Details
-
Bug
-
Status: Open
-
Minor
-
Resolution: Unresolved
-
1.16.0
-
None
-
None
-
None
Description
The sqltypeof() function was introduced in Drill 1.14 to work around limitations of the original typeof() function. The function is mentioned in Learning Apache Drill, Chapter 8, page 152:
ELECT sqlTypeOf(columns) AS cols_type, modeOf(columns) AS cols_mode FROM `csv/cust.csv` LIMIT 1; +--------------------+------------+ | cols_type | cols_mode | +--------------------+------------+ | CHARACTER VARYING | ARRAY | +--------------------+------------+
When the same query is run against the just-released Drill 1.17, we get the wrong results:
+-----------+-----------+ | cols_type | cols_mode | +-----------+-----------+ | ARRAY | ARRAY | +-----------+-----------+
The definition of sqlTypeOf() is that it should return the type portion of the columns (type, mode) major type. Clearly, it is no longer doing so for arrays. As a result, there is no function to obtain the data type for arrays.

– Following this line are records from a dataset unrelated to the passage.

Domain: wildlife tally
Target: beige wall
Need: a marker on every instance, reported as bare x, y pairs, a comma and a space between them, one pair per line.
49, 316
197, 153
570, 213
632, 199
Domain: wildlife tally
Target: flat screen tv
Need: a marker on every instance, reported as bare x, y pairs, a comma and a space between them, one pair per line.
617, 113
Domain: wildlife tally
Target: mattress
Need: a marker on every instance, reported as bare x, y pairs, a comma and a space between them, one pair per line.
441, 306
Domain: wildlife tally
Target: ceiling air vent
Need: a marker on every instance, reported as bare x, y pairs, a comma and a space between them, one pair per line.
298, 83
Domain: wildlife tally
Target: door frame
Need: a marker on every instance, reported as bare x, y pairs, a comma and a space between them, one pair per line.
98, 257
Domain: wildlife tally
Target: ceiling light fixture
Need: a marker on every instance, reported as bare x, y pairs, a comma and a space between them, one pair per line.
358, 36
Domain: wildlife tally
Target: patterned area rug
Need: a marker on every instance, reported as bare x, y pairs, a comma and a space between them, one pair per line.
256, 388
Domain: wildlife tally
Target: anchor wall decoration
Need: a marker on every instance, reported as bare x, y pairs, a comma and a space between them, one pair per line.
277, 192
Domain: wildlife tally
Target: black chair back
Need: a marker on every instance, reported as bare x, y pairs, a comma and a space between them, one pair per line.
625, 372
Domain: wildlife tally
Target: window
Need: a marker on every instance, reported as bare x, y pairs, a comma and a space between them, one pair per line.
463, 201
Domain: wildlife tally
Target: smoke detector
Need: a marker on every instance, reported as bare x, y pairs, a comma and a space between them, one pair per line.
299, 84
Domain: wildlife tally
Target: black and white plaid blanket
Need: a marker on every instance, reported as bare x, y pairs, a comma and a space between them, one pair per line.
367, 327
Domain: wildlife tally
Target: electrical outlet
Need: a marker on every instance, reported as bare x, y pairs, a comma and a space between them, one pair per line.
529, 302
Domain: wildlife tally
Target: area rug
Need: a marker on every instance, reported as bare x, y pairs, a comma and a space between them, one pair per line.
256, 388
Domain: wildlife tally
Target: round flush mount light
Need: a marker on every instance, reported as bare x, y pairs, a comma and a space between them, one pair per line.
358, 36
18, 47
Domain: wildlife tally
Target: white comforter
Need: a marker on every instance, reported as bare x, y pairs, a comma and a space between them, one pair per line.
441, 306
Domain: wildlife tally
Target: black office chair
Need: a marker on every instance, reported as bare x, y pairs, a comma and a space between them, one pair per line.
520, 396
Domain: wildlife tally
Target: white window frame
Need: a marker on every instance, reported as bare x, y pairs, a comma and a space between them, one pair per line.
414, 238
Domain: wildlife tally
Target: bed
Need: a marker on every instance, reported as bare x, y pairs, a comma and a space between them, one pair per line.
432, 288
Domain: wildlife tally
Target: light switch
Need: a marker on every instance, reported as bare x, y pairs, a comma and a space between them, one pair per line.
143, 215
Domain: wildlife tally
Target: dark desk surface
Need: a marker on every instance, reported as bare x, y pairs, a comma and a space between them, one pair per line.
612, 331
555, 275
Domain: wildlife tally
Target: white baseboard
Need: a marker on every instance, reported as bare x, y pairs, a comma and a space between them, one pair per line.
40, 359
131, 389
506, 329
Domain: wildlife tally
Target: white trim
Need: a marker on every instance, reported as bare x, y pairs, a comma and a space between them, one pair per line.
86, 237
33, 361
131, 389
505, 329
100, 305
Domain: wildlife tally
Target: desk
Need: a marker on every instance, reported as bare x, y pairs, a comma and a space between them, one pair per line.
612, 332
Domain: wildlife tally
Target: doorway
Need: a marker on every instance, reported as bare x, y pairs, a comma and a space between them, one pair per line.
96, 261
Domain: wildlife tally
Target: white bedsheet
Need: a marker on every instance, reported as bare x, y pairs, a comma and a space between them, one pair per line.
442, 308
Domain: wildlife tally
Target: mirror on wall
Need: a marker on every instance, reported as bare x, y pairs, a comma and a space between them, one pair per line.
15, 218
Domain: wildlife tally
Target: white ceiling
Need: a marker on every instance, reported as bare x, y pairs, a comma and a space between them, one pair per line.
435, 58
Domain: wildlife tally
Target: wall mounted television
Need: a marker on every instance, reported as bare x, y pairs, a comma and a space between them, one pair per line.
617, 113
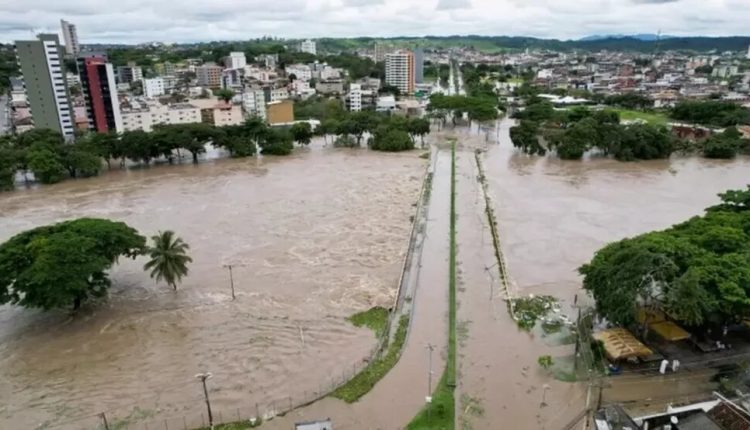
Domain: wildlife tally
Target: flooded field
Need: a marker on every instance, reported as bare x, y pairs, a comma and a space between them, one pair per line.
314, 237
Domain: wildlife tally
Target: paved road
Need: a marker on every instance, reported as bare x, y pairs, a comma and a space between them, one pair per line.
4, 115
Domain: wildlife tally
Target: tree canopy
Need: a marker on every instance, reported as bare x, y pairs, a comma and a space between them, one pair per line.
698, 271
64, 264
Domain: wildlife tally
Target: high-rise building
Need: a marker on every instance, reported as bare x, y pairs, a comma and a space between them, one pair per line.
355, 97
399, 71
100, 92
130, 73
70, 36
153, 87
308, 46
419, 65
46, 89
209, 75
235, 60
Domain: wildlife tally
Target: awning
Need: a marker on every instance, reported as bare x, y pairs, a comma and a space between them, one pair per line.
621, 344
669, 331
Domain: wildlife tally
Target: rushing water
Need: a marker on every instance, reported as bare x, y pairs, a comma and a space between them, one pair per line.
315, 237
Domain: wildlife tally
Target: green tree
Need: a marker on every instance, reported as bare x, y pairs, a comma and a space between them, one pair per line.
168, 258
225, 94
301, 132
525, 136
64, 264
46, 164
390, 139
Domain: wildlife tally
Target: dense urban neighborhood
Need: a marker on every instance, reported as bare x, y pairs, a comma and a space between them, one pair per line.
554, 234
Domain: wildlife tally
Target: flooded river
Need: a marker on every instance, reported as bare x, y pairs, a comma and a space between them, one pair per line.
315, 236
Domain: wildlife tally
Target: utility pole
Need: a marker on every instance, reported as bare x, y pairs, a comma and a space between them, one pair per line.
203, 377
231, 279
428, 399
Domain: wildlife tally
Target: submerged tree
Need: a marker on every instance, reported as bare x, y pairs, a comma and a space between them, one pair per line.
64, 264
169, 258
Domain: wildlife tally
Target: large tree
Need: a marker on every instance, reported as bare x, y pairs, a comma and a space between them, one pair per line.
64, 264
169, 258
698, 271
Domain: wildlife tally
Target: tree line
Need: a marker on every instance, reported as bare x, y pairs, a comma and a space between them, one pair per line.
571, 133
45, 153
697, 272
67, 264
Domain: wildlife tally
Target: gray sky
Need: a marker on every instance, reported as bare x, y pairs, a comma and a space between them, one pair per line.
133, 21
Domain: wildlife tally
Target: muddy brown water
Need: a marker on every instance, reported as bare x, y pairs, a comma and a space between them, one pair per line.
316, 236
553, 215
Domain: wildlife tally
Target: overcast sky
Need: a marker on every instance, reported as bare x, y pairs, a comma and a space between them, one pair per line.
133, 21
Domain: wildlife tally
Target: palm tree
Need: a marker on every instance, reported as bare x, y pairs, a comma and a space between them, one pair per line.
169, 258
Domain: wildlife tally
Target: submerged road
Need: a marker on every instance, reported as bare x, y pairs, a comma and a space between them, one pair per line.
399, 396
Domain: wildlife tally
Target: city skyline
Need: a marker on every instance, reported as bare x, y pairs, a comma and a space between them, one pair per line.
138, 21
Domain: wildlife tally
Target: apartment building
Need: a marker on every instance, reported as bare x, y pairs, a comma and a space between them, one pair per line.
146, 116
42, 69
399, 71
235, 60
354, 98
153, 87
130, 73
100, 94
303, 72
70, 37
309, 47
209, 75
254, 102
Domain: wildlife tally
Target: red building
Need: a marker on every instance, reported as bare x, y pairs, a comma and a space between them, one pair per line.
100, 93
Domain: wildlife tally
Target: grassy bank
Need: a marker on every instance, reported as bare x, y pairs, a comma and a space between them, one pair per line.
440, 415
375, 318
366, 380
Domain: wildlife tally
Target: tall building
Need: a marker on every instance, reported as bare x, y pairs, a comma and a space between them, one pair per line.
209, 75
355, 97
70, 36
419, 65
46, 88
130, 73
153, 87
399, 71
100, 92
235, 60
308, 46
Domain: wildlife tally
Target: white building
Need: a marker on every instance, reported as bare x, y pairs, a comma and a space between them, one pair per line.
153, 87
399, 71
301, 71
386, 104
70, 36
254, 103
235, 60
146, 117
308, 46
278, 94
355, 97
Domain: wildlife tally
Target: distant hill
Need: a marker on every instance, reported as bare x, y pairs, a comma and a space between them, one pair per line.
646, 37
638, 43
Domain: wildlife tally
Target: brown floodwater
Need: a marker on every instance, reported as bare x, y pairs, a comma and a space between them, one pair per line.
553, 215
315, 237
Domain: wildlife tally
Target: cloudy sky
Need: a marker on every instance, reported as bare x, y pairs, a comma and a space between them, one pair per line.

The problem also shows up in the query from page 158:
SELECT a, b, sqlTypeOf(b) AS b_type, modeof(b) AS b_mode FROM `gen/70kmissing.json` WHERE mod(a, 70000) = 1;
Expected (table from the book with Drill 1.14 results):
+--------+-------+----------+-----------+ | a | b | b_type | b_mode | +--------+-------+----------+-----------+ | 1 | null | INTEGER | NULLABLE | +--------+-------+----------+-----------+
Actual Drill 1.17 results:
+-------+-----------+-------------------+----------+ | a | b | b_type | b_mode | +-------+-----------+-------------------+----------+ | 1 | null | NULL | NULLABLE | +-------+-----------+-------------------+----------+
(Second line of table is omitted because something else changed, not relevant to this ticket.)
The above might not actually be a bug, however if someone has changed the type of missing columns from the old INT to a newer (untyped) NULL. But, an indirect test suggests that the column is still `INT` and the function is wrong:
SELECT a, b FROM `gen/70kdouble.json` WHERE b IS NOT NULL ORDER BY a;
Data:
{a: 1} ... {a: 69999} {a: 70001, b: 10.5}
Error:
Error: UNSUPPORTED_OPERATION ERROR: Schema changes not supported in External Sort. Please enable Union type. Previous schema BatchSchema [fields=[[`a` (BIGINT:OPTIONAL)], [`b` (INT:OPTIONAL)]], selectionVector=NONE] Incoming schema BatchSchema [fields=[[`a` (BIGINT:OPTIONAL)], [`b` (FLOAT8:OPTIONAL)]], selectionVector=NONE]
Oddly, however, the query on page 160 works as expected:
SELECT sqlTypeOf(a) AS a_type, modeOf(a) AS a_mode FROM `json/all-null.json` LIMIT 1;
+---------+----------+ | a_type | a_mode | +---------+----------+ | INTEGER | NULLABLE | +---------+----------+
Someone will have to do some investigating to understand the current behaviour.